Well get this: Harp can’t get it done. Because somewhere along the line, somewhere in the rifling of Perrotte’s records in 1987, somebody checked the wrong box on his file and viola, his male gender was mistakenly changed to female. Now, before she can become her father’s representative payee — before she can even file the documentation needed for that — Harp has to first prove her father’s gender.

This is not an easy feat.

In fact, as Harp put it to me, the entire process has been “insane.”

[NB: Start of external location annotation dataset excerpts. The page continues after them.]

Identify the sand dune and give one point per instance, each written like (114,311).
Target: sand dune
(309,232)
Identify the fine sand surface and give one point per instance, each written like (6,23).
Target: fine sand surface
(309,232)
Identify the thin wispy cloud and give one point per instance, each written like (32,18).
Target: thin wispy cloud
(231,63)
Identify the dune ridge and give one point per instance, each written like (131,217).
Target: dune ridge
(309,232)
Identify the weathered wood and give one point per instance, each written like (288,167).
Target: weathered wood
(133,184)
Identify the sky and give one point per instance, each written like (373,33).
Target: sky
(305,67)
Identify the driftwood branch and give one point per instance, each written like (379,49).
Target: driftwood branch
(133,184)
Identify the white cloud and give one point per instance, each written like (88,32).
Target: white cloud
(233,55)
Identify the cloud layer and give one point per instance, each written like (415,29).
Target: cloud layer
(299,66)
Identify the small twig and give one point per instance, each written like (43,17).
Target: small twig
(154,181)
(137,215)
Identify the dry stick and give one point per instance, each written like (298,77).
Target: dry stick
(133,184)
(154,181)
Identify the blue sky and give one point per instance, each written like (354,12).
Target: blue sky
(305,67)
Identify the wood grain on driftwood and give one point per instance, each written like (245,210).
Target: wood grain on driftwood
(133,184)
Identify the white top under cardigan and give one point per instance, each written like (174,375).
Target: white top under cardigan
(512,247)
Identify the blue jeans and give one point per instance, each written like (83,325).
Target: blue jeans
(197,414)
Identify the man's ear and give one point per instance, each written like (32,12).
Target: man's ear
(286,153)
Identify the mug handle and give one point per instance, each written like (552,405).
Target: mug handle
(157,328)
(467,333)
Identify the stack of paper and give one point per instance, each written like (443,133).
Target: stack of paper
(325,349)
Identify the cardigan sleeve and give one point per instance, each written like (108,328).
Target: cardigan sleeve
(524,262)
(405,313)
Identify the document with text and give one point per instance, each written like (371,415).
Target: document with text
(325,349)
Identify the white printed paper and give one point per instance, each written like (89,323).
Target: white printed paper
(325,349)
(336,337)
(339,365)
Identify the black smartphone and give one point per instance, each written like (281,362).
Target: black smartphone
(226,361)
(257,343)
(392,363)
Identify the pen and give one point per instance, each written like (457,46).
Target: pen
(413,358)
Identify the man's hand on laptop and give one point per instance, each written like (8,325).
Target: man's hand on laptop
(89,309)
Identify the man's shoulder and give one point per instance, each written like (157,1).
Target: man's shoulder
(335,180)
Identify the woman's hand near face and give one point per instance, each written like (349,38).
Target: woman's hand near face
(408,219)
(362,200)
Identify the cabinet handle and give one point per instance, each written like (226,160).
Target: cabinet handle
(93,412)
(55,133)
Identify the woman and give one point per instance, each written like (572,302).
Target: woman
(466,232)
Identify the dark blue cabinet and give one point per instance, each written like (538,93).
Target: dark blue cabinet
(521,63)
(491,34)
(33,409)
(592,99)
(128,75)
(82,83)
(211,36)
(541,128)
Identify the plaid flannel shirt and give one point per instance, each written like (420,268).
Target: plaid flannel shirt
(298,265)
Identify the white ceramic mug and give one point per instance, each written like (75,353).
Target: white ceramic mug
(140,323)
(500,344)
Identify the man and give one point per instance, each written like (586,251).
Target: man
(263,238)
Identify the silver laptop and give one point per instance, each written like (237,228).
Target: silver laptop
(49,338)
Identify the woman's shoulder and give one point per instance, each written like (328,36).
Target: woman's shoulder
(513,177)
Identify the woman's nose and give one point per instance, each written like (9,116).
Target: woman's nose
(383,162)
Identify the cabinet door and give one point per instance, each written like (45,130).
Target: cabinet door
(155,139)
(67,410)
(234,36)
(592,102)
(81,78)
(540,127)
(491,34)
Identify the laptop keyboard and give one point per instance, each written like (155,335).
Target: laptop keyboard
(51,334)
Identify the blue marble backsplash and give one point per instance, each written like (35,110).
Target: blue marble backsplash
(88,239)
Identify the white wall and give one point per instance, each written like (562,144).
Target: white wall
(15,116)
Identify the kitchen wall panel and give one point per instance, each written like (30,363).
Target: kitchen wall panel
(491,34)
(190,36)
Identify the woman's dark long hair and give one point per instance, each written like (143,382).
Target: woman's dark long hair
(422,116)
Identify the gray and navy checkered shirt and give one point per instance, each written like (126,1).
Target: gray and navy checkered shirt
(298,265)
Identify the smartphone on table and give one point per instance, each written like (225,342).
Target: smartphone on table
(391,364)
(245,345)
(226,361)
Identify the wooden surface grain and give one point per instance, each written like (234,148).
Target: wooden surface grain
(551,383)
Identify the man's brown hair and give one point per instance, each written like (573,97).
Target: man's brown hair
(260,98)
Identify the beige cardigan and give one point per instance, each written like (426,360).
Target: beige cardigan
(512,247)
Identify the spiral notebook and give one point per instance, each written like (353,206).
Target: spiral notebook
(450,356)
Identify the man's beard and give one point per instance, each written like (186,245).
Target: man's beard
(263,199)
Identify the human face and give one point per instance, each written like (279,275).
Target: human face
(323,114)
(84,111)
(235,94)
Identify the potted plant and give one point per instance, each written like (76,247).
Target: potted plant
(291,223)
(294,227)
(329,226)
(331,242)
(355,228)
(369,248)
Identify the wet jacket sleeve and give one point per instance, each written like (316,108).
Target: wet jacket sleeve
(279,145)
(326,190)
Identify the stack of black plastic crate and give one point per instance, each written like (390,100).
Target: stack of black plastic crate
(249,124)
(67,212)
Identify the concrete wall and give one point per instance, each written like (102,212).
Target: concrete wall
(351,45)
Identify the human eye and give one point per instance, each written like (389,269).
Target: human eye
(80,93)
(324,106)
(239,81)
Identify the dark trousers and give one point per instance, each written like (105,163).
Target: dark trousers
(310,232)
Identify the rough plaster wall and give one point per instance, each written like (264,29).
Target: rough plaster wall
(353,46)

In the eyes of the government, Harp’s dad is now a she. But even though he’s not — even though factually speaking, biologically speaking, he’s still a he — the Big Bureaucrats in the Sky have noted in their files otherwise. And as anyone who’s ever had to correct a government mistake knows, it takes the might of mountains, the thunder of God, the patience of ten Jobs and the good luck of a thousand leprechauns to bring about a change.

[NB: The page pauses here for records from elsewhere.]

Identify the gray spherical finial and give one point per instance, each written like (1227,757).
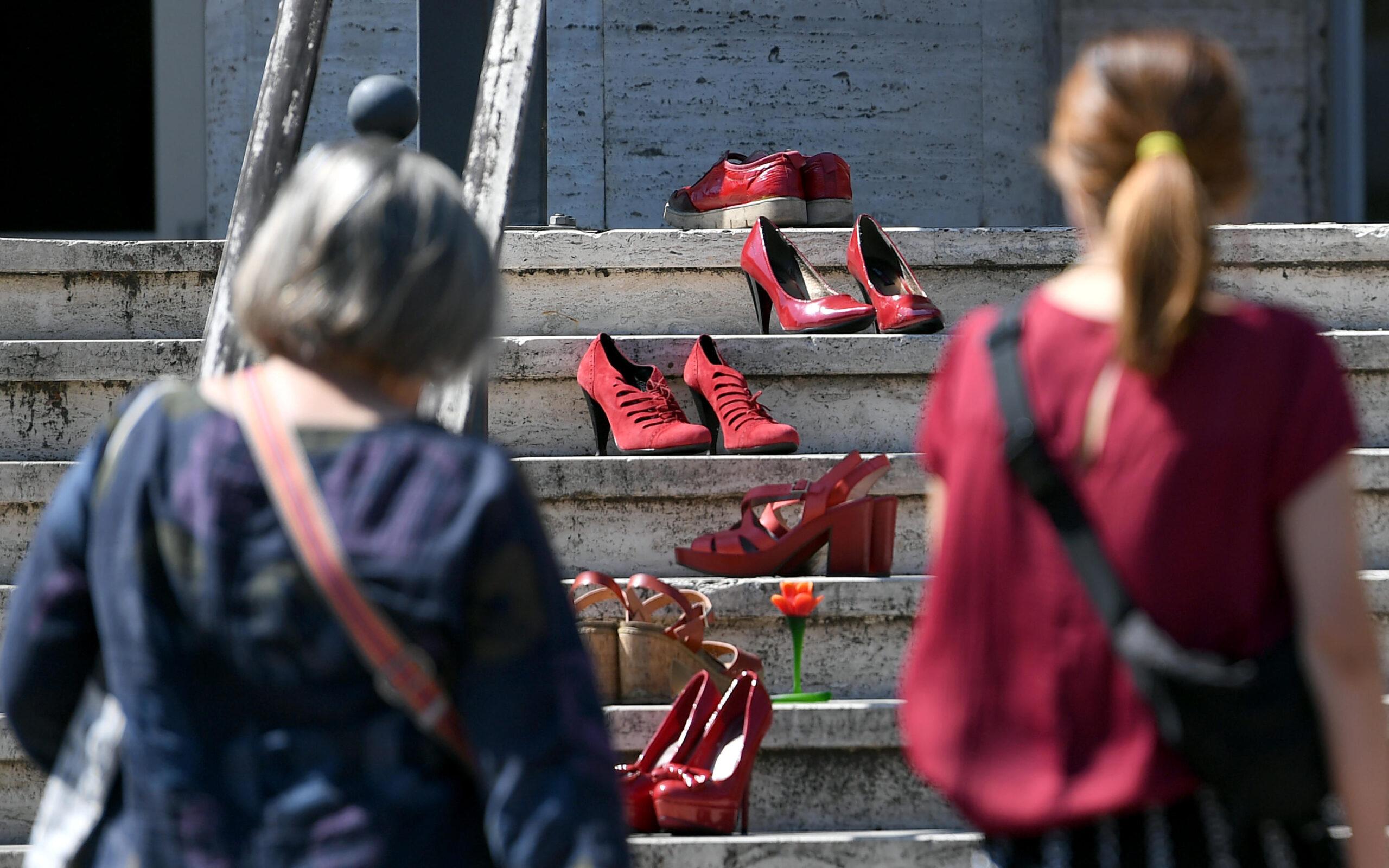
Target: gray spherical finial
(384,105)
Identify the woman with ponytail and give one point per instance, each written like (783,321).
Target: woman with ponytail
(1206,439)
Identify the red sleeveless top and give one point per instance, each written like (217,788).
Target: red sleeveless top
(1016,707)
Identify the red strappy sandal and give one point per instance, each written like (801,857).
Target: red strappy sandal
(655,661)
(835,512)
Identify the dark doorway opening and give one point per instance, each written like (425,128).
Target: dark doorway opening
(78,148)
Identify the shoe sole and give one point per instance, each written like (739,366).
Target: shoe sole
(929,327)
(699,449)
(782,210)
(830,212)
(772,449)
(841,328)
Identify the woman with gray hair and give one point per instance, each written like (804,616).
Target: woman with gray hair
(253,733)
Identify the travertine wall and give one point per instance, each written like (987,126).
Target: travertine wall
(365,38)
(938,106)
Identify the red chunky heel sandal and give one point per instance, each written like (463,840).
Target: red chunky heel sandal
(837,513)
(634,405)
(725,403)
(708,795)
(781,278)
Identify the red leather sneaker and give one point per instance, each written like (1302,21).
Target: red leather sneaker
(635,405)
(724,402)
(885,279)
(740,189)
(781,278)
(830,199)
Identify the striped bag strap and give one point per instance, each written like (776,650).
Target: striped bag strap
(405,674)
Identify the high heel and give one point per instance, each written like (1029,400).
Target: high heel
(787,281)
(709,792)
(887,281)
(725,403)
(634,403)
(762,303)
(837,513)
(601,425)
(673,742)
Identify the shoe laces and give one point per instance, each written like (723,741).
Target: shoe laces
(652,406)
(735,405)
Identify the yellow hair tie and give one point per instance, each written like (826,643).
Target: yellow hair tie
(1160,142)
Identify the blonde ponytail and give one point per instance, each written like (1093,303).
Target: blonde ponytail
(1157,226)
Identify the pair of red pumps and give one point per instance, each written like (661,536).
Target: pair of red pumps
(787,188)
(635,405)
(693,775)
(837,513)
(781,278)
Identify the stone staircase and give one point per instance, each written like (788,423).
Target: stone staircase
(82,323)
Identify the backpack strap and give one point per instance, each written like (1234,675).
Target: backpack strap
(405,674)
(1135,636)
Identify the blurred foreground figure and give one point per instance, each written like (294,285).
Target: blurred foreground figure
(254,735)
(1206,438)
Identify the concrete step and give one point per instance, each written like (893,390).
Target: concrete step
(912,849)
(855,639)
(839,391)
(628,514)
(852,743)
(660,281)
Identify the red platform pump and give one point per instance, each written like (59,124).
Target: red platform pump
(837,512)
(781,278)
(674,742)
(885,279)
(709,792)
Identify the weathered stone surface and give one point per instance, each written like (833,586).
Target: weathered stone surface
(106,304)
(365,38)
(912,849)
(809,851)
(1283,49)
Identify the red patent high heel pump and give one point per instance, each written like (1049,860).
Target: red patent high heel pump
(709,792)
(887,281)
(837,512)
(674,742)
(781,278)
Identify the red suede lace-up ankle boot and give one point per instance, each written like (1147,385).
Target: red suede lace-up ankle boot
(634,403)
(725,403)
(885,279)
(781,278)
(830,199)
(740,189)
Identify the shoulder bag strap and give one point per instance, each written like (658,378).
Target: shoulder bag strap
(1135,636)
(405,674)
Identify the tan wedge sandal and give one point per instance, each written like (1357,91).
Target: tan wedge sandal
(599,638)
(655,661)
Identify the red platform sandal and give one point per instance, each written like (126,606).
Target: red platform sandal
(835,512)
(709,792)
(885,279)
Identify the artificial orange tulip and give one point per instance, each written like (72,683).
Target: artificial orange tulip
(798,599)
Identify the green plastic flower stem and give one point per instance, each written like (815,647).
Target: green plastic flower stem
(798,639)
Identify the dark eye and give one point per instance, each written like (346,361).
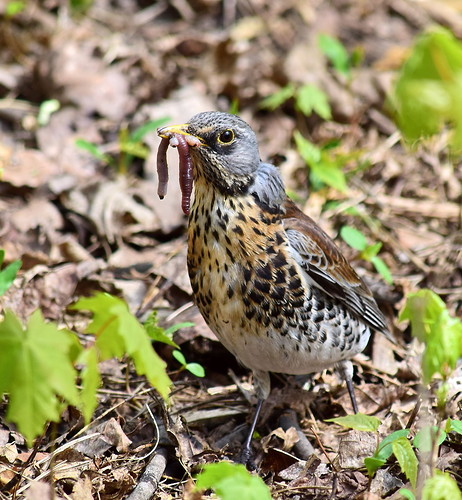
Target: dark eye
(226,137)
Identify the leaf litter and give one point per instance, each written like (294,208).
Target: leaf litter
(81,226)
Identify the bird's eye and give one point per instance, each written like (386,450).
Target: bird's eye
(226,137)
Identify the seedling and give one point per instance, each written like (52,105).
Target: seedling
(230,481)
(427,93)
(8,274)
(130,145)
(194,368)
(358,241)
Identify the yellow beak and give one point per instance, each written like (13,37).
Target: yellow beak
(167,132)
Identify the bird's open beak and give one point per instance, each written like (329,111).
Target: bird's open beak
(171,130)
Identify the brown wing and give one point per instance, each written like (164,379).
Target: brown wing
(327,268)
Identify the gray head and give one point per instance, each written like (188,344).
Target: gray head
(228,156)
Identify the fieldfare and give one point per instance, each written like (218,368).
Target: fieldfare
(269,282)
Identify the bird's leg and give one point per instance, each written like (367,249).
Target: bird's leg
(262,385)
(345,369)
(247,449)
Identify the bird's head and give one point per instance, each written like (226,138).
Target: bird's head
(226,150)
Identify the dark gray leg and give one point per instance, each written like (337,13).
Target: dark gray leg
(345,368)
(247,450)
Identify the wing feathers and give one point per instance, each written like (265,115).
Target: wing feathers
(327,268)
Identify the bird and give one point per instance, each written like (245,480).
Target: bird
(270,283)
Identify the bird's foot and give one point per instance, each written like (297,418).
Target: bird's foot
(245,458)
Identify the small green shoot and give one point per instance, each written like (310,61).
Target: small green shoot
(358,241)
(441,486)
(231,481)
(8,274)
(406,457)
(324,169)
(118,333)
(383,452)
(194,368)
(159,334)
(441,334)
(336,53)
(407,494)
(37,371)
(425,437)
(46,109)
(453,426)
(14,7)
(427,93)
(130,146)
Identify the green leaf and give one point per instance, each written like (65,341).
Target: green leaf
(432,324)
(94,150)
(309,98)
(36,371)
(151,126)
(91,381)
(179,356)
(424,438)
(336,53)
(407,460)
(427,92)
(382,269)
(359,422)
(196,369)
(8,275)
(385,448)
(322,168)
(157,333)
(118,332)
(371,251)
(14,7)
(407,494)
(353,237)
(373,464)
(441,486)
(309,152)
(331,174)
(46,109)
(454,426)
(277,99)
(232,481)
(172,329)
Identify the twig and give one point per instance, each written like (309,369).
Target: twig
(150,478)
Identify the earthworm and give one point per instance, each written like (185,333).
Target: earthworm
(162,169)
(186,173)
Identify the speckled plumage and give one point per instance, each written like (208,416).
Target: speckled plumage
(269,282)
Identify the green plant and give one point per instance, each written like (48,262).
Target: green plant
(130,145)
(8,274)
(358,241)
(336,53)
(46,109)
(231,481)
(14,7)
(325,166)
(194,368)
(396,444)
(38,362)
(441,335)
(426,95)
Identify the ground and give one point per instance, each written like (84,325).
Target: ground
(81,224)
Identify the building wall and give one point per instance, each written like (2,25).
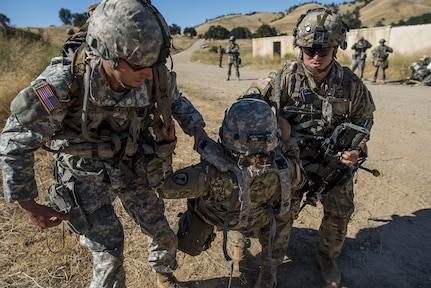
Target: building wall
(403,39)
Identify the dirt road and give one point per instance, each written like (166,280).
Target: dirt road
(388,243)
(389,235)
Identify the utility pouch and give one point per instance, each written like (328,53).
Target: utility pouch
(62,198)
(160,167)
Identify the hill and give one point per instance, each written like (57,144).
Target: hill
(371,12)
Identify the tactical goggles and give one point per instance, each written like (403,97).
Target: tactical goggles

It’d almost be easier for Harp to start calling her dad “mom.”

What’s most maddening is the government authorities admit they made a mistake, yet are still sending Harp and her dad to jump the hoops to get it fixed.

Government: Can’t live with it. Can’t shoot it.

Here’s what Harp told me, about her father’s dilemma: “They changed my dad’s gender and in order for me to even get the paperwork I need to get filed [for his Social Security change of address], I have to prove his gender.”

Apparently, photographs aren’t proof enough. Harp knows; she’s already tried. Rather, she has to offer up some medical records.

“I actually showed them a picture of my dad. It’s insane,” she said.

But what’s maybe even more insane is this — and it should serve as a stark warning for others about to venture down the rabbit hole of government dealings.

Look at this, from Harp: “The guy [at Social Security] told me this is a very common error. … It wasn’t that hard to get the medical information to prove my dad’s a man, but still, it’s pretty freaking ridiculous that I have to do that when all the evidence is my dad is a guy and the [error] is completely their fault. It’s insane, absolutely insane.”

Granted. But more than that: it’s government. It’s government unconcerned with the commonplace nature of its own errors.

It’s big, bloated, bureaucratic government filled with big, bloated, bureaucratic rules and regulations that do nothing for the taxpayer — the customer, the employer. Worse is government knows this, admits this, and yet shrugs and resigns itself to subpar service.

“It’s a common error,” the guy said to Harp and her dad.

Does anybody else see this as egregious — and offensive? This is a government that’s supposed to work for us, remember — a government of, by and for the people.

In the free market, such shirking of responsibilities, such cavalier admission of failure, would spark an out-of-business sign. But in government? That’s just how business is run.

This is not only unacceptable. It’s a real-life example of the dire need to reel in government, cut unnecessary regulations, and instill some common sense training among staffers — starting with the recognition that American citizens are the bosses and ought not be sent by their public servants to jump hoops for tasks that should be quick and easy.